British Gas, EDF Energy, E.ON, Npower, Scottish Power, and SSE provide about 90% of the gas and electricity used in the UK.
But they do not always offer the best energy deals.
Most people could save money by switching from the so-called Big Six suppliers to a smaller energy company.
Who are the Big Six?
British Gas, EDF Energy, E.ON, Npower, Scottish Power, and SSE are the country's largest energy companies, or Big Six gas and electricity suppliers.
Does big mean best?
Not necessarily.
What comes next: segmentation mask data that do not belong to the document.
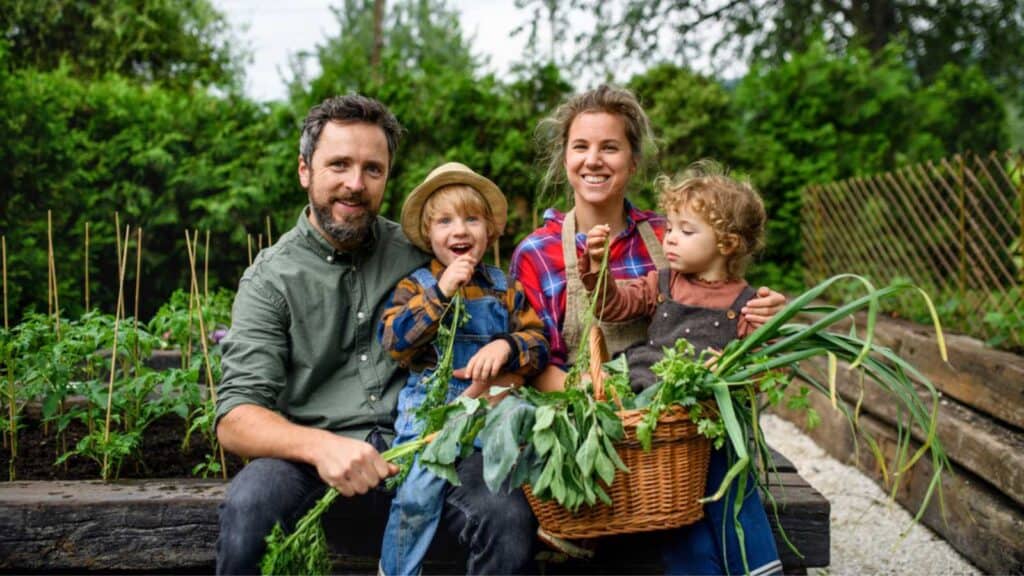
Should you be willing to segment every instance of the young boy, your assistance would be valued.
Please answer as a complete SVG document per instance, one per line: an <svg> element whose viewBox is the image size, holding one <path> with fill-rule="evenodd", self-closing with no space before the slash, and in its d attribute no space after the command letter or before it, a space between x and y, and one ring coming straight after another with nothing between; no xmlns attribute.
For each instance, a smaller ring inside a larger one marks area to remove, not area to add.
<svg viewBox="0 0 1024 576"><path fill-rule="evenodd" d="M402 230L434 259L398 283L379 331L384 347L410 371L398 396L396 445L423 429L415 412L440 356L433 345L438 323L456 292L462 292L469 320L456 332L452 366L465 368L466 378L452 378L446 401L484 393L500 372L528 377L547 364L544 325L522 286L510 285L499 268L482 263L507 212L493 182L456 162L431 172L402 207ZM418 460L413 464L391 504L381 550L384 574L420 571L440 520L444 488L443 479Z"/></svg>
<svg viewBox="0 0 1024 576"><path fill-rule="evenodd" d="M597 289L607 226L590 230L589 258L579 262L584 286L599 299L603 296L598 303L600 318L611 322L639 316L651 319L647 340L624 352L630 383L637 391L655 383L651 366L661 359L664 347L674 347L680 338L686 338L697 352L721 350L753 331L740 314L754 296L743 272L764 244L765 211L760 196L750 184L727 176L718 164L694 164L679 180L662 177L656 186L659 204L668 217L662 241L668 269L623 283L608 282L603 290ZM726 470L724 450L713 451L709 492L718 488ZM745 572L733 523L735 499L730 491L705 505L702 520L669 539L665 556L673 573ZM756 489L744 496L739 519L750 573L781 572L771 526Z"/></svg>

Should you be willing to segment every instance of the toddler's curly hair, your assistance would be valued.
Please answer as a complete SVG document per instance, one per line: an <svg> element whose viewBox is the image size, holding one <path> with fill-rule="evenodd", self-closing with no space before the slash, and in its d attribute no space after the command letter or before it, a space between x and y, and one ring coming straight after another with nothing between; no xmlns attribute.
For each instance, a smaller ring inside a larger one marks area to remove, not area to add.
<svg viewBox="0 0 1024 576"><path fill-rule="evenodd" d="M750 182L730 176L714 160L700 160L675 178L659 176L654 186L663 212L689 208L711 225L719 248L726 248L728 236L735 235L738 242L728 256L726 272L730 280L742 278L753 256L764 248L764 203Z"/></svg>

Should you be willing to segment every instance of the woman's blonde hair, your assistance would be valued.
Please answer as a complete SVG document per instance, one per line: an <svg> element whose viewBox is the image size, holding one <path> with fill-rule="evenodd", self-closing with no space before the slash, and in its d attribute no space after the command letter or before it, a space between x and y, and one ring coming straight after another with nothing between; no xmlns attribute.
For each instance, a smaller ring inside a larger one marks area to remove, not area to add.
<svg viewBox="0 0 1024 576"><path fill-rule="evenodd" d="M565 149L569 142L569 129L577 116L588 112L604 112L622 118L626 127L626 140L637 165L643 160L644 146L653 148L651 122L636 96L625 88L602 84L569 98L537 125L538 148L544 151L543 163L547 165L542 181L544 190L549 190L565 177Z"/></svg>
<svg viewBox="0 0 1024 576"><path fill-rule="evenodd" d="M701 160L675 178L659 176L654 186L663 212L689 208L711 225L720 249L728 247L730 234L738 239L727 258L726 273L730 279L742 278L753 256L764 248L767 219L761 196L750 182L729 176L714 160Z"/></svg>
<svg viewBox="0 0 1024 576"><path fill-rule="evenodd" d="M482 216L487 222L487 241L494 241L498 225L494 221L494 213L476 188L467 184L449 184L434 191L423 205L423 220L420 222L420 234L424 238L430 236L430 224L434 217L445 206L451 206L458 214Z"/></svg>

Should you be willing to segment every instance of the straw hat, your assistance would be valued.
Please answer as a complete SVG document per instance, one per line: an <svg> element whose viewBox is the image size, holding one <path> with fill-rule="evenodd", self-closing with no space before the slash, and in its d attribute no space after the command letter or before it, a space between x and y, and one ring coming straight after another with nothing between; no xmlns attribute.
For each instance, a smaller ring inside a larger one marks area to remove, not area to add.
<svg viewBox="0 0 1024 576"><path fill-rule="evenodd" d="M505 222L508 220L508 202L501 190L487 178L473 172L465 164L448 162L434 168L422 184L413 189L412 194L405 199L402 206L402 231L405 232L409 241L424 252L430 252L430 239L420 232L420 222L423 220L423 207L427 204L430 195L438 188L451 184L465 184L472 187L484 197L484 202L491 207L491 215L494 218L494 229L496 234L505 230Z"/></svg>

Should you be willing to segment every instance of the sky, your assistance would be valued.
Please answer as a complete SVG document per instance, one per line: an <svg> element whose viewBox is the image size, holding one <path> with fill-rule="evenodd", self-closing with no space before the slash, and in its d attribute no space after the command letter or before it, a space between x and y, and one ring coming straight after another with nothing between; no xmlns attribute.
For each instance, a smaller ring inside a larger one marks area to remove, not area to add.
<svg viewBox="0 0 1024 576"><path fill-rule="evenodd" d="M282 73L288 57L336 33L331 0L213 0L227 16L235 34L249 47L252 62L246 68L246 94L256 100L286 97ZM451 0L462 15L462 30L473 38L474 51L490 59L490 69L501 75L519 60L525 34L512 30L527 21L528 12L514 0Z"/></svg>

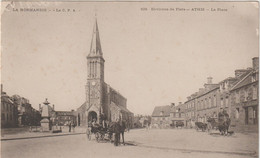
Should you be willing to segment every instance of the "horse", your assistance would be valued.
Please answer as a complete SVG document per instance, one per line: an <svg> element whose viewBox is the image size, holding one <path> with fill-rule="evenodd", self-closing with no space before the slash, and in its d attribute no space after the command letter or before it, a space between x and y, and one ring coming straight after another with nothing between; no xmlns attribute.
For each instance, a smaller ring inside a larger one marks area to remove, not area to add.
<svg viewBox="0 0 260 158"><path fill-rule="evenodd" d="M198 131L199 129L202 130L202 132L204 132L207 128L207 124L206 123L202 123L202 122L195 122L196 125L196 130Z"/></svg>
<svg viewBox="0 0 260 158"><path fill-rule="evenodd" d="M210 132L212 129L218 129L218 122L216 122L215 118L209 117L207 119L208 125L207 130Z"/></svg>
<svg viewBox="0 0 260 158"><path fill-rule="evenodd" d="M109 138L111 143L112 143L113 133L115 133L114 125L115 125L115 122L109 122L108 123L108 129L107 129L107 131L108 131L108 138Z"/></svg>
<svg viewBox="0 0 260 158"><path fill-rule="evenodd" d="M229 117L224 117L223 120L219 121L218 129L221 135L227 135L231 119Z"/></svg>
<svg viewBox="0 0 260 158"><path fill-rule="evenodd" d="M108 135L109 135L109 138L110 138L110 141L112 142L112 135L113 133L116 133L118 131L115 131L115 124L116 122L110 122L108 124ZM122 135L122 140L123 140L123 144L125 145L125 137L124 137L124 133L125 133L125 130L126 130L126 123L124 121L120 121L119 122L119 142L120 142L120 135Z"/></svg>

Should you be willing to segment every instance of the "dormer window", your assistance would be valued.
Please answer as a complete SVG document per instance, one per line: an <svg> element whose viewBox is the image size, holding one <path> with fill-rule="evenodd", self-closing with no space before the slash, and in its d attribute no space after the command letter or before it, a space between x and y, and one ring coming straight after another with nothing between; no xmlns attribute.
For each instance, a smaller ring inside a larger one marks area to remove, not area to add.
<svg viewBox="0 0 260 158"><path fill-rule="evenodd" d="M160 116L163 116L163 111L160 112Z"/></svg>
<svg viewBox="0 0 260 158"><path fill-rule="evenodd" d="M256 81L256 75L252 75L252 82Z"/></svg>

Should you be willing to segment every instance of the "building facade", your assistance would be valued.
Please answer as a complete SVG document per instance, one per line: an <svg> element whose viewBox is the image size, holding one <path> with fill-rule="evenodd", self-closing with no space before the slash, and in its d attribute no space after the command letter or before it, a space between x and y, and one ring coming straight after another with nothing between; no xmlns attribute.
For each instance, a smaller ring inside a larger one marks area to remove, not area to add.
<svg viewBox="0 0 260 158"><path fill-rule="evenodd" d="M119 119L127 121L129 126L132 126L133 113L127 109L127 99L105 83L104 63L98 24L95 20L90 53L87 56L86 102L77 109L77 119L80 125L87 125L93 120L99 122L102 119Z"/></svg>
<svg viewBox="0 0 260 158"><path fill-rule="evenodd" d="M67 126L69 123L77 124L75 111L54 111L50 118L52 125Z"/></svg>
<svg viewBox="0 0 260 158"><path fill-rule="evenodd" d="M258 127L259 102L259 59L253 58L253 68L230 90L231 120L234 126L253 125Z"/></svg>
<svg viewBox="0 0 260 158"><path fill-rule="evenodd" d="M185 107L185 125L187 127L193 128L195 126L195 122L197 121L197 95L198 93L194 93L191 96L187 97L187 101L184 103Z"/></svg>
<svg viewBox="0 0 260 158"><path fill-rule="evenodd" d="M235 70L235 77L228 77L218 84L212 78L185 102L185 121L188 127L195 122L207 122L217 118L225 109L231 118L231 126L258 124L258 57L253 58L253 68Z"/></svg>
<svg viewBox="0 0 260 158"><path fill-rule="evenodd" d="M2 91L1 85L1 128L16 127L18 123L17 104Z"/></svg>
<svg viewBox="0 0 260 158"><path fill-rule="evenodd" d="M171 126L175 127L178 122L182 122L184 126L186 126L185 121L185 105L179 102L179 105L175 106L174 104L171 106L170 111L170 121Z"/></svg>
<svg viewBox="0 0 260 158"><path fill-rule="evenodd" d="M170 120L171 106L156 106L152 113L151 126L153 128L168 128L172 121Z"/></svg>
<svg viewBox="0 0 260 158"><path fill-rule="evenodd" d="M13 95L12 100L17 104L18 126L40 125L41 114L32 107L28 99L19 95Z"/></svg>
<svg viewBox="0 0 260 158"><path fill-rule="evenodd" d="M195 122L207 122L208 117L217 117L219 112L219 84L212 83L212 77L207 78L204 88L200 88L185 102L185 119L187 127L195 127Z"/></svg>
<svg viewBox="0 0 260 158"><path fill-rule="evenodd" d="M153 128L169 128L175 127L176 123L185 121L185 104L181 102L179 105L171 103L171 105L156 106L151 116L151 126Z"/></svg>

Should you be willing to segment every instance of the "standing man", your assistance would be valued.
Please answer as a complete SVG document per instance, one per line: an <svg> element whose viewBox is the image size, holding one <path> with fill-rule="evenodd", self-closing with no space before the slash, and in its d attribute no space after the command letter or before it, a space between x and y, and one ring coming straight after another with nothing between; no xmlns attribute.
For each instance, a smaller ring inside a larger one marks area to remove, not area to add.
<svg viewBox="0 0 260 158"><path fill-rule="evenodd" d="M124 136L125 129L126 129L126 123L124 120L121 120L120 121L120 133L122 135L122 140L123 140L124 145L125 145L125 136ZM120 141L120 135L119 135L119 141Z"/></svg>
<svg viewBox="0 0 260 158"><path fill-rule="evenodd" d="M223 108L220 108L220 111L218 113L218 121L223 122L224 121L224 111Z"/></svg>
<svg viewBox="0 0 260 158"><path fill-rule="evenodd" d="M227 113L227 110L226 110L226 109L223 110L223 115L224 115L226 118L229 118L229 114Z"/></svg>
<svg viewBox="0 0 260 158"><path fill-rule="evenodd" d="M115 132L115 140L114 140L114 145L118 146L119 144L119 140L120 140L120 124L119 124L119 120L116 119L116 122L114 124L114 132Z"/></svg>
<svg viewBox="0 0 260 158"><path fill-rule="evenodd" d="M69 132L71 132L71 121L69 122Z"/></svg>

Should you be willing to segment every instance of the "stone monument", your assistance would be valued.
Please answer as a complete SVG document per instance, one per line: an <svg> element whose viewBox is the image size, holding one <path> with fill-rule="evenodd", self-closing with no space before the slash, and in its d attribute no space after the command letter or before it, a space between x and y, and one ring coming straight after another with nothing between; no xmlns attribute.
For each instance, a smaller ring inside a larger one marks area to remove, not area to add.
<svg viewBox="0 0 260 158"><path fill-rule="evenodd" d="M40 106L40 111L41 111L41 128L43 132L48 132L51 130L51 124L50 124L50 117L51 117L51 111L52 108L49 105L50 103L48 102L47 98L45 102L43 102L43 106Z"/></svg>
While these six companies supply almost all UK households, smaller suppliers often offer cheaper deals.
They also tend to have higher customer service ratings.
That’s why our energy comparison service shows you tariffs from all the suppliers in the UK, not just the Big Six.
Who are the smaller energy suppliers?
Over the last five years or so, the number of energy companies in the UK has shot up.
The smaller, “challenger” suppliers include:
- First Utility
- Ovo Energy
- Utility Warehouse
- Good Energy
- Octopus Energy
Which company provides the cheapest electricity?
No one electricity supplier offers the cheapest deal for everyone.
The best deal for your home will depend on factors such as where you live, how much energy you use, and when you use it.
Which company provides the cheapest gas?
As with electricity, the cheapest gas supply for your home will depend on your individual circumstances.
The quickest and easiest way to find out is to compare deals on MoneySuperMarket.
What are the benefits of the Big Six?
Some people feel safer sticking with an energy company they know.
But Ofgem regulates all the UK’s energy suppliers, so smaller companies follow exactly the same rules as the Big Six.
Even if a smaller provider goes out of business, you will not lose any money and there will be no disruption to your gas and/or electricity supply (see below).
What are the benefits of changing to a smaller supplier?
As well as offering cheaper deals for many people, smaller energy companies often come out top for customer service.
Smaller green energy specialists, such as Ecotricity and Green Star Energy, also tend to offer the most competitive, environmentally friendly tariffs.
Are there any disadvantages to switching to a smaller supplier?
There are generally no disadvantages to switching to a smaller supplier.
However, if you receive the Warm Home Discount (a £140 payment towards your energy bills), it’s worth checking small suppliers pay this.
Only energy firms with at least 250,000 customers have to offer it, although some smaller firms still do.
What happens if a smaller supplier goes bust?
You will not be left without gas or electricity if your supplier goes bust.
Under regulator Ofgem’s rules, you will simply be switched to a new supplier if your existing company can no longer provide energy.
Your tariff may change, but you will not lose any in-credit balance you have. Find out more about your rights.
How long does it take to change energy supplier?
Your supply is not interrupted when you switch energy companies. And no work needs to be done on your home.
It’s the same gas and electricity coming through the same pipes and wires – just at a cheaper price!
Switching should therefore take no longer than 21 days, including a two-week “cooling-off” period during which you can cancel free of charge.
How do I change energy suppliers?
Finding a cheaper energy deal takes just a few minutes using MoneySuperMarket.
To do this, you will need:
- Your postcode
- A recent bill showing your supplier, your tariff, and how much energy you use*
- Your bank details (to set up a new direct debit)
- An up-to-date meter reading so your existing supplier can send you a final bill
*Our energy usage estimation tool can help if you don’t know this.
Can I switch energy suppliers if I am in arrears?
You can switch energy suppliers if you have been in debt for less than 28 days.
If you have owed money for longer than that, you'll need to repay it first.
The exception is if you have a prepayment meter, in which case you can switch as long as you owe less than £500 for gas and/or £500 for electricity.